Sweet Potato Pancakes with Smoked Turkey
Healthy, because
Even smarter
Nutritional values
Sweet potatoes are a good source of vitamin A, which ensures smooth skin and protects our cells. Chili and ginger stimulate appetite and digestion due to their spiciness.
If you like, you can of course prepare the pancakes with regular potatoes.
(Percentage of daily recommendation)
Calorie | 393 cal. | (19 %) | ||
Protein | 12 g | (12 %) | ||
Fat | 11 g | (9 %) | ||
Carbohydrates | 60 g | (40 %) | ||
Sugar added | 6 g | (24 %) | ||
Roughage | 7.1 g | (24 %) |
Vitamin A | 1.7 mg | (213 %) | ||
Vitamin D | 0.4 μg | (2 %) | ||
Vitamin E | 7.3 mg | (61 %) | ||
Vitamin K | 9.9 μg | (17 %) | ||
Vitamin B₁ | 0.3 mg | (30 %) | ||
Vitamin B₂ | 0.3 mg | (27 %) | ||
Niacin | 4.5 mg | (38 %) | ||
Vitamin B₆ | 0.7 mg | (50 %) | ||
Folate | 62.5 μg | (21 %) | ||
Pantothenic acid | 1.7 mg | (28 %) | ||
Biotin | 9.4 μg | (21 %) | ||
Vitamin B₁₂ | 0.5 μg | (17 %) | ||
Vitamin C | 47.2 mg | (50 %) | ||
Potassium | 776 mg | (19 %) | ||
Calcium | 67 mg | (7 %) | ||
Magnesium | 46 mg | (15 %) | ||
Iron | 3.6 mg | (24 %) | ||
Iodine | 6.2 μg | (3 %) | ||
Zinc | 1 mg | (13 %) | ||
Saturated fatty acids | 2.2 g | |||
Uric acid | 75.1 mg | |||
Cholesterol | 78.1 mg | |||
Complete sugar | 21 g |
Ingredients
- Ingredients
- 1 red chili pepper
- ¾ oz ginger (1 piece)
- 1 shallot
- 2 Pear
- 3 Tbsps olive oil
- 2 Tbsps white balsamic vinegar
- 1 oz Rice syrup (2 TBSP.)
- salt
- peppers
- 18 ozs Sweet potato
- 1 egg
- 1 ¾ ozs Potato starch
- 5 ozs smoked Turkey (sliced)
- 1 ½ ozs Micro- Fresh herbs (or -salad)
- 2 tsps Chili thread
Preparation steps
For the chutney, halve the chili pepper lengthwise, remove the seeds, wash and chop. Peel and finely chop the ginger and shallot. Peel and core the pears and cut into small cubes.
Heat 2 tablespoons of oil in a saucepan and sauté shallot, chili, ginger and pears for 3 minutes over medium heat.
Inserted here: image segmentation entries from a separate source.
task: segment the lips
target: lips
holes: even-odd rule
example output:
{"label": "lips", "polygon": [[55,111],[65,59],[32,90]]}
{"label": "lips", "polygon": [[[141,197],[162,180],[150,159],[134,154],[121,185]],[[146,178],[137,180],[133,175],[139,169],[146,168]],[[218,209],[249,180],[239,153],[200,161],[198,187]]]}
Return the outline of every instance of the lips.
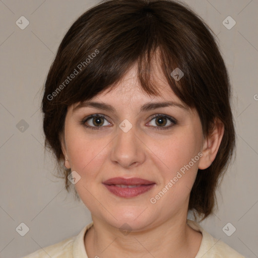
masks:
{"label": "lips", "polygon": [[146,192],[156,184],[148,180],[134,177],[114,177],[103,183],[107,189],[119,197],[130,198]]}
Deglaze with vinegar and rice syrup and let everything cook for about 5 minutes at low heat. Season the chutney with salt and pepper and leave to cool.
Meanwhile, for the pancakes, peel sweet potatoes, grate finely and mix with egg and potato starch. Season vigorously with salt and pepper.
Fry 8 pancakes one after the other in 2 portions: Heat 1 tsp oil in a frying pan. Add 1-2 tbsp. of the sweet potato mixture per pancake and fry on both sides for 3-4 minutes over medium heat until golden brown. If necessary, keep the pancakes warm in a preheated oven at 80 °C / 175 °F.
To serve, spread some pear chutney on each pancake and top with 1 slice of turkey. Wash micro herbs as desired and garnish pancakes with them and chili threads.